Ordinance 300 on Denver’s Nov. 2 ballot asks voters to establish a pandemic research fund by bumping the city’s marijuana sales tax rate up to 11.8% from 10.3%, adding an extra 15 cents to every $10 spent in a recreational dispensary.
It has identified a local institution, the University of Colorado Denver’s CityCenter, to lead that potential research which would be focused on technologies that could protect people from contagious diseases and public policy changes that could boost preparedness and recovery in the event of a pandemic.
“The people of Denver want to be prepared the next time a pandemic strikes and this ballot initiative is the way to make that happen,” the Denver Pandemic Fund campaign said in a statement emailed to the Denver Post.
But opponents, including Mayor Michael Hancock, say it’s a misguided measure that would bring an unnecessary tax burden down on Denverites.
The measure was proposed by Guarding Against Pandemics, a nonprofit organization backed by cryptocurrency billionaire and Joe Biden donor Sam Bankman-Fried.
Campaign finance records show that the Guarding Against Pandemics has donated $250,000 to the Denver Pademic Fund Campaign this year. The organization lists an address in Delaware.
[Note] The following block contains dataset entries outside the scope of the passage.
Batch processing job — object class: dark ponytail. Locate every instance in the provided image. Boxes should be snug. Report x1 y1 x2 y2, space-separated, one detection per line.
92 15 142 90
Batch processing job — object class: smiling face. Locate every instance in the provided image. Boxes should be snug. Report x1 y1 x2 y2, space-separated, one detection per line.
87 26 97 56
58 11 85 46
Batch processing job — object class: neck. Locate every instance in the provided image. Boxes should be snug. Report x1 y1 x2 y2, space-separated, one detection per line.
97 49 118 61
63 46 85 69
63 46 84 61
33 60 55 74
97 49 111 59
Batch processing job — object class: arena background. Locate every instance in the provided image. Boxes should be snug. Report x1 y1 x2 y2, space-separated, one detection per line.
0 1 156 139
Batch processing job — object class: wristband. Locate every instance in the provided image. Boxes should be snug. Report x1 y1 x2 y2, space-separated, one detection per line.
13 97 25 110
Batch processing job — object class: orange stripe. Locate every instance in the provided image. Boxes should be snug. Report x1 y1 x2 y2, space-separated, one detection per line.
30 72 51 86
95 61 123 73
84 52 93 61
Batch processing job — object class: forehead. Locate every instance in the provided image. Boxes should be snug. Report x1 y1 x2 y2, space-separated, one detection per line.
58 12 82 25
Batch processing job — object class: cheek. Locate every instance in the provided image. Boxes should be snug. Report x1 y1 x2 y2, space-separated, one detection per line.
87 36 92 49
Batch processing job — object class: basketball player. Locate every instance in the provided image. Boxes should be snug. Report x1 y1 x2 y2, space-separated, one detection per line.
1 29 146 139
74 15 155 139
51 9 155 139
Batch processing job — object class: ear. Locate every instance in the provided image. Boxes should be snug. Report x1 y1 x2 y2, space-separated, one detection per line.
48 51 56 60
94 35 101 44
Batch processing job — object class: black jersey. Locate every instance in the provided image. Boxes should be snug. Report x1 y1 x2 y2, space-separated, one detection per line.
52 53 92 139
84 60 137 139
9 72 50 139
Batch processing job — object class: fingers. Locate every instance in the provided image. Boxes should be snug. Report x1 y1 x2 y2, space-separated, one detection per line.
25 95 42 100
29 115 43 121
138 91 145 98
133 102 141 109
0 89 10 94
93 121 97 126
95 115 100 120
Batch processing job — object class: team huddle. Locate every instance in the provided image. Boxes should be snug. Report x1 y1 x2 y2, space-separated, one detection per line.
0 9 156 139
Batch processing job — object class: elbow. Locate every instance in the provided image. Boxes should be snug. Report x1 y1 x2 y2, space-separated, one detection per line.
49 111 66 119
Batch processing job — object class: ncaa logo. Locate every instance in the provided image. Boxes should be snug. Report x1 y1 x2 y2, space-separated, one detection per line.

While originating from out of state, the campaign noted it has been endorsed by the Colorado Nurses Association.
CU Denver, whose CityCenter arm is named in the ordinance as a recipient of the funding the tax increase would bring in, has not endorsed the measure.
“However, we are excited about the opportunities this presents, if the ordinance passes, to serve the world with research about how to respond to COVID-19 and other pandemics,” CU Denver spokesman Ryan Huff said in an email. “As a research university, we are well-suited to administer and conduct the types of research outlined.”
The campaign estimates Ordinance 300 would bring in $7 million a year starting in 2022, but the city’s voter guide indicated the number would likely be $10 million next year and more after that as marijuana sales continue to grow.
The Marijuana Industry Group, the state’s largest cannabis industry trade organization, opposes Ordinance 300 and Proposition 119, the state-level measure on the Nov. 2 ballot also seeking to increases sales taxes on marijuana.
“The cannabis industry is the highest taxed industry in the state,” Truman Bradley, the group’s executive director, said in an email. “Unfortunately, both Ordinance 300 and Proposition 119 target consumers, which hurts low and middle-income Coloradans.”